Certo l’esperienza visiva ed emotiva che si vive osservando le tredici tele di Caravaggio e le venti di Bacon non è di quelle archiviabili entro ambiti puramente didascalici e tassonomici. Osservare lo spettacolo che la galleria Borghese offre è partecipare a una rivoluzione in grado di ri-definire gli ambiti del bello (del vero) in contrasto con quelli del fatuo e del brutto (il falso). Questi ultimi ammorbano da troppo tempo le nostre società “opulente” e diseguali, poverissime come sono di cultura (e di verità).

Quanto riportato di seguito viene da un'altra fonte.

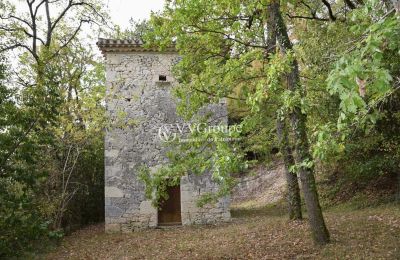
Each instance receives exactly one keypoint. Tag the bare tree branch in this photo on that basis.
(328, 5)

Che Caravaggio e Bacon avessero in comune una disposizione naturale a vivere le angosce della vita sulla propria pelle e nella propria carne rappresenta un importante valore aggiuntivo. Esso, tra le altre cose, ci indica una verità non secondaria: esistono passioni e tormenti che rimangono gli stessi nonostante il mutare dei tempi e la allocazione del potere. Semmai quello che si può osservare è che negli ultimi decenni la marmellata soporifera del postmoderno sembra attenuare, arrotondare le cuspidi della passione. Col risultato di fornire un elettroencefalogramma quasi piatto dal punto di vista della fisiologia collettiva delle passioni. Osservare le opere di questi due grandi pittori, pur nella vistosa asimmetria di valori che li distingue (Caravaggio è quasi insuperabile) è una “cura” efficace per questi mali, che consente di dare e darci una scossa dal torpore profuso da una società mediocratica, insulsa e mortifera quale quella in cui siamo costretti a vivere. Il dialogo scioccante tra le opere dei due artisti, le cui parabole distano fra di loro oltre tre secoli, si fonda sul confronto fra tredici tele di Caravaggio provenienti dalla Galleria Borghese ma anche da chiese e musei romani con l’aggiunta della Resurrezione di Lazzaro di Messina, la Negazione di Pietro del Metropolitan, il Martirio di Sant’Orsola di Napoli e il Cavalier Martelli di Palazzo Pitti e diciassette opere di Bacon, fra le quali sono presenti due trittici, uno proveniente da Oslo e l’altro dalla Tate di Londra. Il confronto fra questi due giganti non intende configurare un rapporto di filiazione artistica tra Bacon e Caravaggio. Il primo trasse spunto dalla storia della pittura osservando, Michelangelo, Rembrandt, Velasquez e Van Gogh. Ma non volle confrontarsi con essi da semplice allievo. Anzi inondò i riferimenti classici della sua collera e dei suoi tormenti. Così come Caravaggio si rivolse all’iconografia cristiana, quasi solo unicamente per essere messo in condizione di operare in un mondo dominato dalla cultura che quella iconografia rappresentava. Per il resto Caravaggio, il quale non per caso ebbe un rapporto contrastato (fatto di amore e di odio) con la committenza, fu un rivoluzionario che seppe dividere la storia dell’arte in due. C’è un prima e un dopo Caravaggio. Francis Bacon è una parte considerevole ed emozionante di questo “dopo”.